Summer heat accelerates Alaska peony harvest

This year, the peony harvest at Alaska Blooms Peony Farm in Wasilla began on June 24. It was completed in two weeks. By the end of July, the fields were green, and the only peonies left on the farm were stored in the walk-in cooler. (Photo by Abbey Collins/Alaska Public Media)

Alaska peonies have a special place in the world flower market. Typically, growers in the 49th state have a window of time when the flowers aren’t being harvested anywhere else in the world. But, this summer’s record-breaking heat led to an early and fast harvest, leaving farmers here wondering what the future will bring. 

Rachel Christy owns Alaska Blooms Peony Farm, tucked away on a back road in Wasilla. This is her ninth summer in the peony business. The only flowers left from this season are stored in a walk-in cooler. 

The cooler keeps the flowers fresh and prevents them from opening before they reach their destination. 

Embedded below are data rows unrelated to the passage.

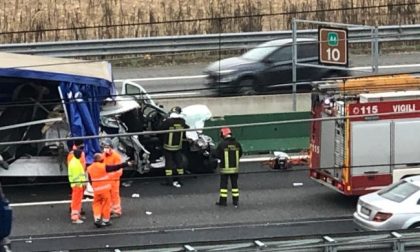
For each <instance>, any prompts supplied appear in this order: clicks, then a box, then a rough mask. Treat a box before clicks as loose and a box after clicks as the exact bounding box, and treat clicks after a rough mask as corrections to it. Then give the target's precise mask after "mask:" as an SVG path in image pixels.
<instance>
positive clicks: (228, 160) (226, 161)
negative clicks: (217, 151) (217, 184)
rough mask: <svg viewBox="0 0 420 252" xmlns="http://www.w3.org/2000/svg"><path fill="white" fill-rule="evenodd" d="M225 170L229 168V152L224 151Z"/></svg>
mask: <svg viewBox="0 0 420 252" xmlns="http://www.w3.org/2000/svg"><path fill="white" fill-rule="evenodd" d="M225 168H229V152H228V151H227V150H225Z"/></svg>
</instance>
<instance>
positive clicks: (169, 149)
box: [163, 144, 182, 151]
mask: <svg viewBox="0 0 420 252" xmlns="http://www.w3.org/2000/svg"><path fill="white" fill-rule="evenodd" d="M163 148H164V149H165V150H172V151H176V150H180V149H181V148H182V146H181V145H168V144H164V145H163Z"/></svg>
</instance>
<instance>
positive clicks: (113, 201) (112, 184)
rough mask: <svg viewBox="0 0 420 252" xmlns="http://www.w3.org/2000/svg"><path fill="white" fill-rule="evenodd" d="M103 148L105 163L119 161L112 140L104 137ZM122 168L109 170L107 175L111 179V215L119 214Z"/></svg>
mask: <svg viewBox="0 0 420 252" xmlns="http://www.w3.org/2000/svg"><path fill="white" fill-rule="evenodd" d="M102 147H103V150H104V162H105V164H106V165H116V164H120V163H121V160H122V158H121V155H120V154H119V153H118V152H117V151H115V150H114V149H113V144H112V140H111V139H109V138H106V139H104V141H103V142H102ZM122 174H123V170H122V169H119V170H118V171H115V172H110V173H109V174H108V176H109V177H110V179H111V217H112V218H118V217H120V216H121V214H122V212H121V197H120V178H121V176H122Z"/></svg>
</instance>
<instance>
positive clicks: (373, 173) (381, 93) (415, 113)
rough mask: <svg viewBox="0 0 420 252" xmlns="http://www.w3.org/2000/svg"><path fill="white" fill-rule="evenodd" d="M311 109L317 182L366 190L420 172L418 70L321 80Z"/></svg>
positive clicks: (340, 187)
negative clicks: (375, 74)
mask: <svg viewBox="0 0 420 252" xmlns="http://www.w3.org/2000/svg"><path fill="white" fill-rule="evenodd" d="M311 112H312V117H313V121H312V123H311V139H310V143H311V146H310V177H311V178H312V179H314V180H315V181H318V182H319V183H321V184H323V185H326V186H328V187H330V188H333V189H334V190H336V191H338V192H340V193H342V194H345V195H362V194H365V193H368V192H372V191H375V190H378V189H380V188H382V187H384V186H386V185H389V184H391V183H393V182H395V181H398V180H400V179H401V178H404V177H407V176H412V175H417V174H420V75H414V74H401V75H393V76H376V77H365V78H355V79H348V80H340V81H333V82H326V83H322V84H319V85H317V86H316V87H314V90H313V94H312V111H311Z"/></svg>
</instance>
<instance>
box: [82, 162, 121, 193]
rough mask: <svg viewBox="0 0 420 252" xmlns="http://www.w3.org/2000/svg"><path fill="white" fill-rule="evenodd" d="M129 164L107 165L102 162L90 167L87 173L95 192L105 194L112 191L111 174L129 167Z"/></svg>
mask: <svg viewBox="0 0 420 252" xmlns="http://www.w3.org/2000/svg"><path fill="white" fill-rule="evenodd" d="M127 166H128V163H121V164H116V165H106V164H105V163H102V162H93V163H92V164H91V165H89V166H88V168H87V172H88V175H89V181H90V182H91V184H92V188H93V192H94V193H95V192H103V191H106V190H111V180H110V179H111V178H110V176H109V173H110V172H114V171H117V170H118V169H121V168H124V167H127Z"/></svg>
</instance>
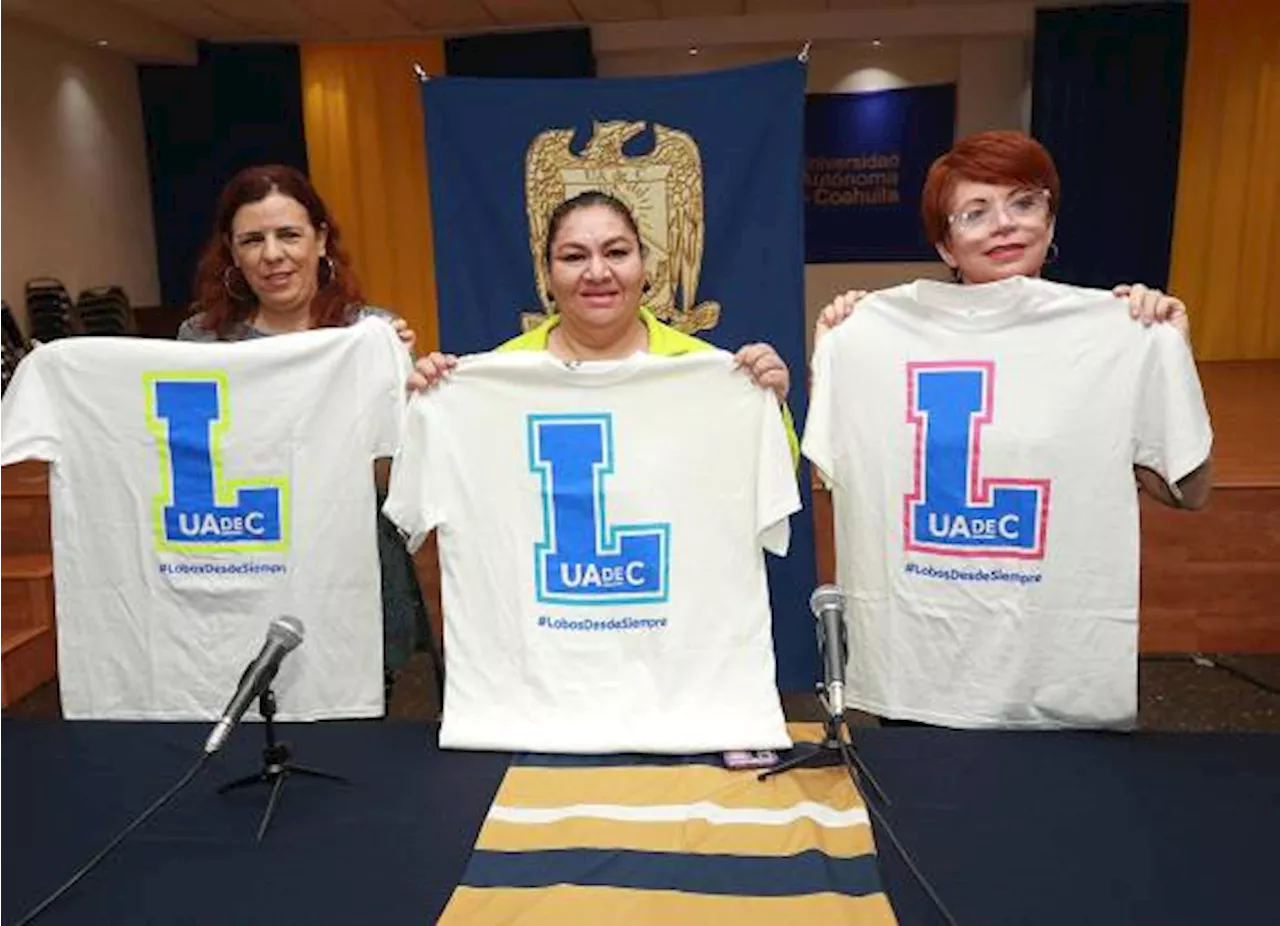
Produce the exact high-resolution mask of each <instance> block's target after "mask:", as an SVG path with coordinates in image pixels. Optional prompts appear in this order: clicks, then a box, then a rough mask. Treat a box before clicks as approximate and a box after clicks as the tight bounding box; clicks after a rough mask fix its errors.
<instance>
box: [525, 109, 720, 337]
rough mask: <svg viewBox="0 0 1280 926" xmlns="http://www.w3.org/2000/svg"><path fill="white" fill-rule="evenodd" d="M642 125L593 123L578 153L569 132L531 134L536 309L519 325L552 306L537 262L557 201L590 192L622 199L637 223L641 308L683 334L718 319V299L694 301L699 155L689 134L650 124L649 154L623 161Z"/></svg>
mask: <svg viewBox="0 0 1280 926" xmlns="http://www.w3.org/2000/svg"><path fill="white" fill-rule="evenodd" d="M644 128H645V123H643V122H621V120H620V122H598V123H594V126H593V133H591V138H590V141H588V143H586V146H585V147H584V149H582V154H581V155H575V154H573V151H572V143H573V133H575V132H573V129H571V128H553V129H548V131H545V132H541V133H539V134H538V136H536V137H535V138H534V141H532V142H531V143H530V145H529V150H527V151H526V152H525V209H526V211H527V214H529V248H530V254H531V255H532V259H534V275H535V279H536V282H538V297H539V300H541V304H543V309H541V311H534V313H524V318H522V324H524V328H525V329H526V330H527V329H530V328H534V327H536V325H538V324H540V323H541V321H543V320H544V319H545V318H547V313H549V311H550V310H552V305H550V301H549V298H548V295H547V293H548V282H549V280H548V274H547V265H545V263H544V254H545V248H547V233H548V220H549V219H550V214H552V211H553V210H554V209H556V206H558V205H559V204H561V202H563V201H564V200H567V199H570V197H573V196H577V195H579V193H582V192H588V191H590V190H599V191H602V192H607V193H612V195H613V196H617V197H618V199H620V200H622V201H623V202H625V204H626V205H627V206H628V207H630V209H631V213H632V214H634V215H635V218H636V224H639V225H640V238H641V241H643V242H644V245H645V251H646V255H645V277H646V279H648V282H649V292H648V293H646V296H645V305H646V306H648V307H649V310H650V311H652V313H653V314H654V315H657V316H658V318H659V319H662V320H663V321H666V323H668V324H671V325H672V327H675V328H677V329H678V330H682V332H685V333H686V334H694V333H696V332H703V330H708V329H710V328H714V327H716V323H717V321H719V304H718V302H701V304H699V302H698V298H696V297H698V277H699V273H700V272H701V265H703V245H704V241H705V225H704V220H703V159H701V154H700V152H699V151H698V143H696V142H695V141H694V138H692V136H690V134H689V133H687V132H681V131H680V129H675V128H668V127H667V126H660V124H658V123H654V124H653V132H654V146H653V151H650V152H649V154H645V155H639V156H635V158H628V156H626V155H623V154H622V147H623V146H625V145H626V143H627V142H628V141H631V140H632V138H635V137H636V136H637V134H640V133H641V132H643V131H644Z"/></svg>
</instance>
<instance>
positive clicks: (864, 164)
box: [804, 83, 956, 264]
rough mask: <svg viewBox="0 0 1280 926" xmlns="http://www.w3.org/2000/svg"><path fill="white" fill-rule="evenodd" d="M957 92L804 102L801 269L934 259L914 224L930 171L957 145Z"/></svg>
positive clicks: (951, 89)
mask: <svg viewBox="0 0 1280 926" xmlns="http://www.w3.org/2000/svg"><path fill="white" fill-rule="evenodd" d="M955 119H956V91H955V85H952V83H947V85H940V86H933V87H905V88H902V90H881V91H876V92H872V93H810V95H809V96H808V97H806V99H805V172H804V201H805V216H804V218H805V227H804V231H805V261H806V263H809V264H841V263H855V261H886V260H937V259H938V255H937V251H934V250H933V246H932V245H929V242H928V241H927V240H925V237H924V229H923V228H922V225H920V188H922V187H923V186H924V177H925V174H928V172H929V165H931V164H932V163H933V160H934V159H936V158H938V155H941V154H943V152H945V151H946V150H947V149H950V147H951V143H952V141H954V137H955Z"/></svg>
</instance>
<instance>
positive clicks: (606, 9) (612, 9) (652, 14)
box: [573, 0, 660, 23]
mask: <svg viewBox="0 0 1280 926" xmlns="http://www.w3.org/2000/svg"><path fill="white" fill-rule="evenodd" d="M573 6H575V8H576V9H577V12H579V13H580V14H581V17H582V19H585V20H586V22H589V23H620V22H622V23H625V22H632V20H636V19H658V18H659V15H660V10H659V9H658V0H573Z"/></svg>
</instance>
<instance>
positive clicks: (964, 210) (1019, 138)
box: [815, 131, 1190, 338]
mask: <svg viewBox="0 0 1280 926" xmlns="http://www.w3.org/2000/svg"><path fill="white" fill-rule="evenodd" d="M1060 192H1061V188H1060V183H1059V177H1057V168H1056V167H1055V165H1053V159H1052V158H1051V156H1050V154H1048V151H1046V150H1044V146H1043V145H1041V143H1039V142H1038V141H1036V140H1034V138H1030V137H1029V136H1027V134H1024V133H1023V132H1011V131H1001V132H980V133H978V134H972V136H969V137H966V138H963V140H961V141H959V142H956V145H955V147H952V149H951V150H950V151H947V152H946V154H945V155H942V156H941V158H938V159H937V160H936V161H933V167H932V168H929V173H928V177H927V178H925V181H924V191H923V193H922V196H920V211H922V214H923V219H924V232H925V234H927V236H928V238H929V243H932V245H933V246H934V247H936V248H937V251H938V256H941V257H942V260H943V261H945V263H946V264H947V266H950V268H951V274H952V278H954V280H955V282H956V283H991V282H995V280H1001V279H1009V278H1010V277H1016V275H1023V277H1039V275H1041V273H1042V270H1043V268H1044V264H1047V263H1050V261H1051V260H1052V252H1053V250H1055V247H1056V246H1055V245H1053V223H1055V220H1056V218H1057V207H1059V202H1060V199H1059V197H1060ZM1114 292H1115V293H1116V296H1119V297H1123V298H1128V301H1129V313H1130V314H1132V315H1133V316H1134V318H1137V319H1140V320H1142V321H1143V324H1151V323H1152V321H1167V323H1170V324H1172V325H1174V327H1175V328H1176V329H1178V330H1179V332H1181V333H1183V336H1184V337H1189V333H1190V332H1189V328H1188V324H1187V307H1185V306H1184V305H1183V304H1181V301H1180V300H1176V298H1174V297H1172V296H1167V295H1165V293H1162V292H1161V291H1158V289H1153V288H1151V287H1147V286H1143V284H1142V283H1138V284H1134V286H1128V284H1124V286H1117V287H1116V288H1115V291H1114ZM865 295H867V292H865V291H861V289H850V291H849V292H846V293H844V295H841V296H837V297H836V298H835V300H833V301H832V302H831V304H829V305H827V306H826V307H824V309H823V310H822V313H819V315H818V325H817V329H815V338H820V337H823V336H824V334H826V333H827V332H828V330H831V328H832V327H835V325H837V324H840V321H842V320H844V319H846V318H847V316H849V314H850V313H851V311H852V310H854V306H855V305H856V304H858V301H859V300H860V298H861V297H863V296H865Z"/></svg>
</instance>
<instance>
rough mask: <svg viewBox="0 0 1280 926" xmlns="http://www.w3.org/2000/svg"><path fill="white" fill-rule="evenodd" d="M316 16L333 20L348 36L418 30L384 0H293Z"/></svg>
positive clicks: (408, 20)
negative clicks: (358, 2) (384, 0)
mask: <svg viewBox="0 0 1280 926" xmlns="http://www.w3.org/2000/svg"><path fill="white" fill-rule="evenodd" d="M294 1H296V3H297V4H300V5H301V6H303V8H305V9H307V10H308V12H311V13H314V14H315V15H316V17H317V18H319V19H323V20H325V22H329V23H333V24H334V26H335V27H338V28H340V29H342V32H343V33H344V35H346V36H348V37H351V38H390V37H398V36H408V35H412V33H413V32H416V31H417V27H415V26H413V22H412V20H411V19H410V18H408V17H407V15H404V14H403V13H401V10H399V9H398V8H397V6H393V5H392V4H389V3H385V1H384V0H365V3H362V4H358V5H357V4H353V3H351V0H294Z"/></svg>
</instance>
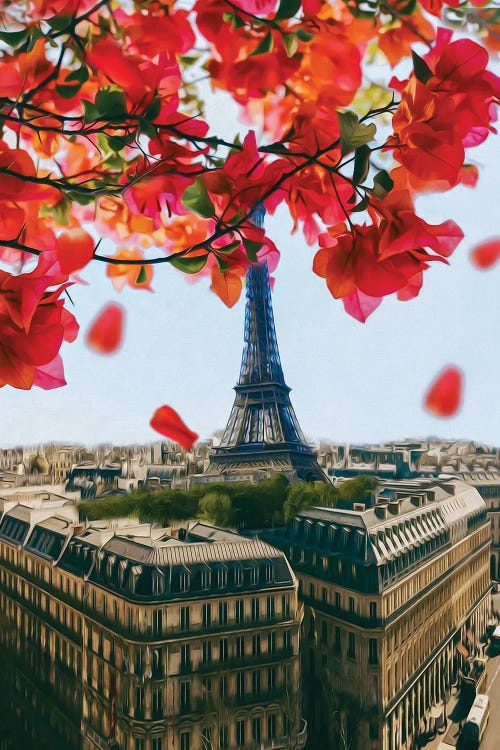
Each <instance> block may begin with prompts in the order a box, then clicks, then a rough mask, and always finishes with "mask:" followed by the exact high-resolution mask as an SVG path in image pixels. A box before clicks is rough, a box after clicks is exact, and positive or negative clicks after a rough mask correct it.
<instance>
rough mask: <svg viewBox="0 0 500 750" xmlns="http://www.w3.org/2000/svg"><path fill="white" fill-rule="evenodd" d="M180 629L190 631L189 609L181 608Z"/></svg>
mask: <svg viewBox="0 0 500 750" xmlns="http://www.w3.org/2000/svg"><path fill="white" fill-rule="evenodd" d="M180 628H181V630H189V607H181V616H180Z"/></svg>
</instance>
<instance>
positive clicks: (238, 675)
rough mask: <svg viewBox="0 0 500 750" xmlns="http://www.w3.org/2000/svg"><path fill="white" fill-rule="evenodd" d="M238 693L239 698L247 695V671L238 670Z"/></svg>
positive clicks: (237, 686) (236, 677) (236, 692)
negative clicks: (245, 679) (245, 678)
mask: <svg viewBox="0 0 500 750" xmlns="http://www.w3.org/2000/svg"><path fill="white" fill-rule="evenodd" d="M236 695H237V696H238V698H241V697H243V696H244V695H245V672H238V673H237V675H236Z"/></svg>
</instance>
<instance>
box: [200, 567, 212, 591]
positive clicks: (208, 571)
mask: <svg viewBox="0 0 500 750" xmlns="http://www.w3.org/2000/svg"><path fill="white" fill-rule="evenodd" d="M211 582H212V574H211V572H210V568H208V567H206V566H205V567H203V568H202V571H201V588H202V589H209V588H210V584H211Z"/></svg>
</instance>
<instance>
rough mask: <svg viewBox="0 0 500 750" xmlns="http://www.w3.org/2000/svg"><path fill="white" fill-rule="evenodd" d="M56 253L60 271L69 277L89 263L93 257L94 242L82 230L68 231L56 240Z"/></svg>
mask: <svg viewBox="0 0 500 750" xmlns="http://www.w3.org/2000/svg"><path fill="white" fill-rule="evenodd" d="M56 253H57V260H58V261H59V265H60V267H61V271H62V272H63V273H64V274H66V275H67V276H69V274H71V273H74V272H75V271H79V270H80V269H81V268H84V267H85V266H86V265H87V263H90V261H91V260H92V258H93V255H94V240H93V239H92V237H91V236H90V234H89V233H88V232H86V231H85V230H84V229H80V228H79V227H76V228H74V229H68V230H66V231H65V232H62V233H61V234H60V235H59V237H58V238H57V241H56Z"/></svg>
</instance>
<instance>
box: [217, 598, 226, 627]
mask: <svg viewBox="0 0 500 750" xmlns="http://www.w3.org/2000/svg"><path fill="white" fill-rule="evenodd" d="M219 625H227V602H219Z"/></svg>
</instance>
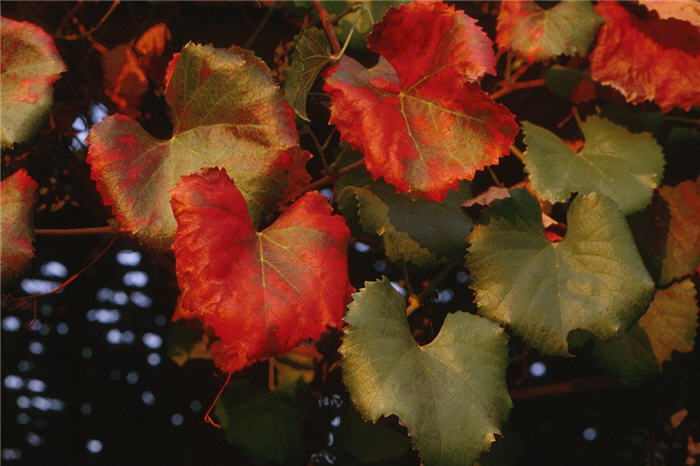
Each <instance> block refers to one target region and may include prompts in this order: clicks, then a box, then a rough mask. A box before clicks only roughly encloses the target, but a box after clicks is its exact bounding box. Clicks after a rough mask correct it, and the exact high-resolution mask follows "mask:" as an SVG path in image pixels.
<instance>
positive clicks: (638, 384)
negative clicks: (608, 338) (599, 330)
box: [593, 324, 661, 387]
mask: <svg viewBox="0 0 700 466" xmlns="http://www.w3.org/2000/svg"><path fill="white" fill-rule="evenodd" d="M593 358H594V359H595V365H596V367H598V368H600V369H601V370H602V371H603V372H605V373H607V374H609V375H611V376H613V377H615V378H617V379H618V380H619V381H620V382H622V383H623V384H624V385H627V386H632V387H634V386H637V385H641V384H642V383H644V382H646V381H648V380H650V379H653V378H654V377H656V376H657V375H659V373H660V372H661V368H660V367H659V365H658V364H657V362H656V358H655V357H654V352H653V350H652V348H651V344H650V342H649V337H648V336H647V334H646V332H645V331H644V330H642V329H641V328H640V327H639V325H638V324H634V325H633V326H632V327H631V328H630V329H629V330H627V331H626V332H625V333H623V334H622V335H620V336H618V337H615V338H613V339H612V340H608V341H600V340H599V339H597V338H595V339H594V340H593Z"/></svg>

When peonies bloom, they bloom big, in lots of varieties. The fluffy-looking flowers are particularly popular for weddings. 

Outside the cooler, 3,000 plants sit on about a half-acre of land. Right now, Christy’s fields of peony plants are green. Only leaves and stems remain on the bushes after an unusually early, and fast, harvest. Typically, Christy says she starts harvesting around July 4.

“And we harvest all the way into the first week of August,” Christy said. “Everything is just very calm and scheduled. I have early varieties, mid-season varieties, and late varieties.”

But this year was different. Alaska got really hot. 

Alaska Blooms Peony Farm in Wasilla on July 29, 2019. (Photo by Abbey Collins/Alaska Public Media)

“With the heat this year, we started on June 24,” Christy said. “Almost two weeks ahead of time. And the whole harvest took place in two weeks, rather than the usual four. Everything came on at once, so it was very busy around here, to get it all harvested.”

The state as a whole experienced the warmest July and second warmest June on record. 

Climatologist Brian Brettschneider says there are a few different things contributing to the warm conditions this summer: long-term warming, record warm ocean temperatures… and some bad luck.

Alaska’s harvest overlapped with those in other parts of the world this year. And that’s a potential issue for Alaska peony growers, because normally, they have a window of time without competition. But Christy says she didn’t lose business. It was a slower start, but sales picked up as the summer went on and she eventually sold out.  

Still, other farmers in the state are concerned about the impact of the early harvest on sales. 

Dave Russell is president of the Alaska Peony Grower’s Association’s board of directors. His family owns Boreal Peonies, a 40-acre farm in Two Rivers.  

“There are some challenges in growing in Alaska that are not confronted by growers any place else on the planet,” Russell said.

Alaska peonies are expensive. Facing more competition in the market could make sales more challenging.

“In years like this when you have expensive Alaskan peonies, or cheap, local peonies, they will certainly buy the cheap local peonies first,” Russell said. “Which makes it very difficult for Alaskan growers.”

The peony industry is still young. It got its start in the early 2000s. Russell says, in the next five years, he anticipates around 1.5 million stems in the state. That’s compared to 5,000 ten years ago. 

Russell says the industry is strong. He’s optimistic that, even if farmers see more hot summers like this one, harvest seasons around the world could change too, creating an overall shift and preserving Alaska’s unique window in the market. 

“We’re also super vulnerable at this point, because it’s the very beginning,” Russell said.

Back in Wasilla, Christy will soon empty her cooler of her last peonies of the season. She says, as the industry grows, farmers are still learning together.

“The number of farms has really exploded,” Christy said. “There’s so many farms. I don’t even know what the total number is. I work with 11 different farms here in the valley but I know there’s even more than that. And there’s several in Homer.”

Now, heat like the state experienced this year presents a new unknown.